The result is a span of time, from the Monday after Thanksgiving through Christmas, or perhaps as late as New Years’ Day, in which a defeated Party has every reason to aggressively pursue its agenda. In fact, as students of the current lame duck session are likely to conclude, there are strong reasons to deliberately delay Congressional business until those magical six weeks after the election.
The Democrats knew they were heading into a tough set of midterm elections in 2010, which placed significant restraint on nervous representatives in threatened seats. After their historic losses were tallied, all such restraint disappeared. It was therefore logical to delay controversial bills until zombie legislators could vote without regard to electoral consequence… and, indeed, would be motivated by powerful incentives to push through “historic” legislation, which could become part of the defeated representative’s “legacy.”
The result is reminiscent of the old Star Trek episode where a planet of otherwise placid, sheeplike people goes absolutely nuts when the “Red Hour” strikes. Democrats have been running through Congress screaming “Festival!” and trying to tear the wallet out of any hapless taxpayer they come across. We’ve got a system that actually makes the astonishing dereliction of duty from the Reid and Pelosi Congress into an entirely rational strategy – why should they have tried to pass a big-spending, tax-raising budget during the normal session, with the Tea Party waiting to pounce on them during the midterm elections? Their odds of getting what they wanted were much greater by putting budget commitments off until the final session, when every vote could be portrayed as an “emergency” conducted against a ticking clock, and much of the Democrat caucus would be entirely focused on loyalty to the Party, instead of representing the interests of voters who had already defeated them.
The budget battle really isn’t over yet, although the Democrats are clearly hoping the approaching Christmas holiday will cause the public to lose interest in a story they believe reached its climax and denouement last week. They’ve been trying to slip some last-ditch spending into the continuing resolution they agreed to use for government funding, until the new Congress can prepare a full budget next year. The goal is to turn the continuing resolution into a “minbus” – a smaller version of the bloated omnibus spending bill that would have showered $1.27 trillion on the priorities of a defeated Party. Meanwhile, the pressure-cooker atmosphere of the lame duck session apparently caused Republicans to cave on opposition to a horribly botched food-safety bill, which Harry Reid had been threatening to attach to the continuing budget resolution. It remains to be seen if they’ll fold on the START treaty, while eight of them broke promises to pass nothing but tax and budget legislation in order to vote in favor of repealing the “Don’t Ask, Don’t Tell” policy on gays in the military.

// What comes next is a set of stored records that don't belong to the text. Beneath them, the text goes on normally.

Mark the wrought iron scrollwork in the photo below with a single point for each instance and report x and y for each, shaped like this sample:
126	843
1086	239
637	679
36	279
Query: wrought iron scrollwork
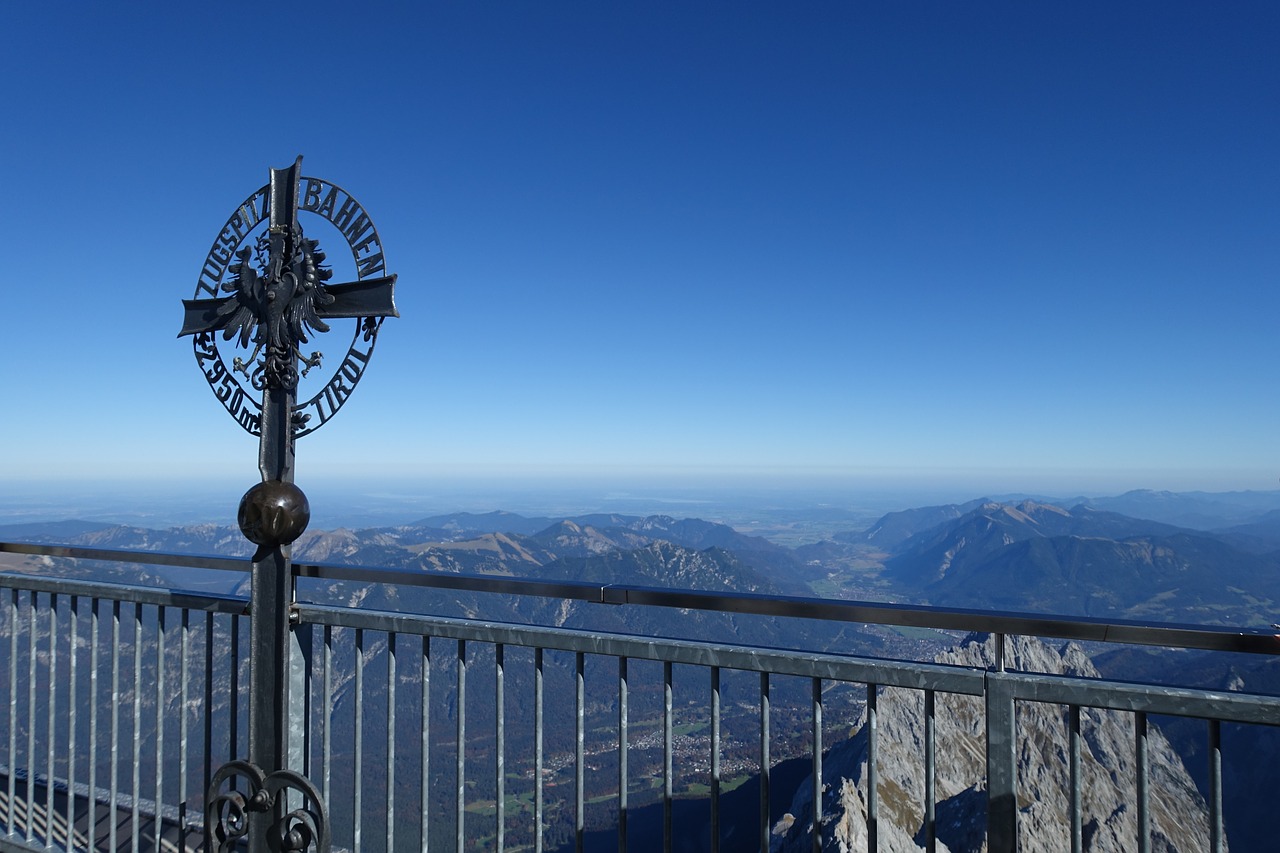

The drumbeat to Do Something Right Now, because Time Is Running Out, is a powerful weapon in the hands of a defeated Party that has nothing to lose, and everything to gain, by pushing hard for the most controversial items on its agenda. The lame duck session is their best chance to staple their Christmas list to Santa’s forehead and begin rummaging through his toy sack for everything they want. The one thing absolutely guaranteed by this “historic” lame duck Congress is even more such high-pressure, high-stakes gamesmanship in the future. History will increasingly come to be written in the last six weeks of every Congress, as the defeated Party does its level best to reverse the elections they just lost.